Hundreds more supporters are hitting the state and county fair circuit, civic luncheons and the like through an Amendment 2 speakers' bureau.
"That's our most effective tool, having real people out there talking for us," Farrow said.
George Connor, an associate professor of political science at Missouri State University, calls the strategy far more effective than attempting to explain the nuances of somatic cell nuclear transfer, also known as therapeutic cloning.
Under that technique, the nucleus of an unfertilized human egg is replaced with the nucleus from a skin or nerve cell. The altered egg then is stimulated to grow in a lab dish, and researchers remove the resulting stem cells.
"You can't argue the science with most people," Connor said. "They just don't understand it."
A recent St. Louis Post-Dipatch survey showed the amendment enjoys the support of 58 percent of likely state voters -- a decline from previous surveys by the newspaper showing 62 percent support in June and 64 percent in January.
Connor suspects amendment opponents will continue to chip away at that support as their campaign escalates in the closing weeks. Amendment opponents said they expect to reach their fund-raising target of $3 million for a media blitz commencing in October.
"I don't think the anti-stem-cell coalition has really fired on all cylinders yet," said Connor, noting attempts earlier this year to challenge the ballot's wording in an unsuccessful lawsuit.
Amendment opponents, buoyed by support from religious leaders and groups such as Missouri Right to Life, have mobilized their own speakers' bureau in what they call a grassroots effort to defeat the proposal.
Their message is straightforward: despite the vast promise of embryonic stem cell research, the destruction of a human embryo, like abortion, is an assault on human life.
"It creates human life for experimentation," said Dr.
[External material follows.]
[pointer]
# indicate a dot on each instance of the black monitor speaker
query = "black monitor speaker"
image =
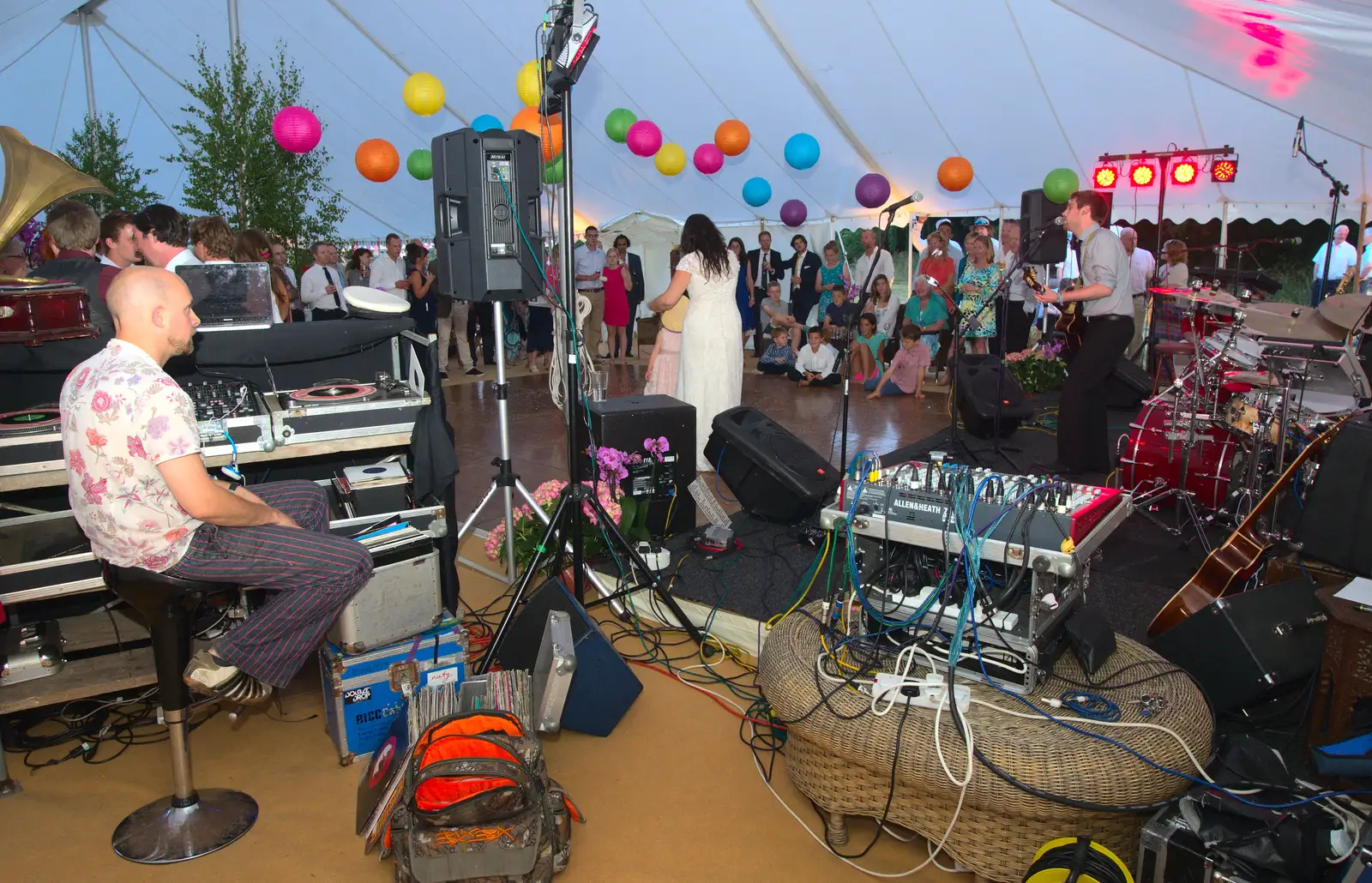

Richard Chole, a Washington University professor of ear, nose and throat medicine and board member of Missourians Against Human Cloning.
Chole criticized supporters for linking the amendment's fate with economic development in Missouri, a connection made by, among others, Gov. Matt Blunt and former U.S. senator and U.N. ambassador John Danforth, both Republicans.
"If you convince people that there's a pot of gold at the end of the rainbow, they're going to invest in it," Chole said. "It's a tactic scientists have used for a long time."
Cowan, though, has his sights set firmly at the rainbow's end.
An expert in using embryonic stem cells to identify the role of environmental and genetic factors in disease development, Cowan notes how the Harvard institute -- primarily using private money because of President Bush's 2001 ban on federal support for such research -- has created 30 new embryonic cell lines and supplied samples from more than 700 of those lines to 120 labs worldwide.
Should the amendment pass, the 34-year-old native of Wichita, Kan., said he would "absolutely" consider returning closer to home to work at the Stowers institute, which has committed to an aggressive expansion, subject to voter approval.
Many of his colleagues at Harvard and other top research institutions feel the same way, Cowan said.
"It's a world-class research institute," he said. "There's no way I wouldn't consider it."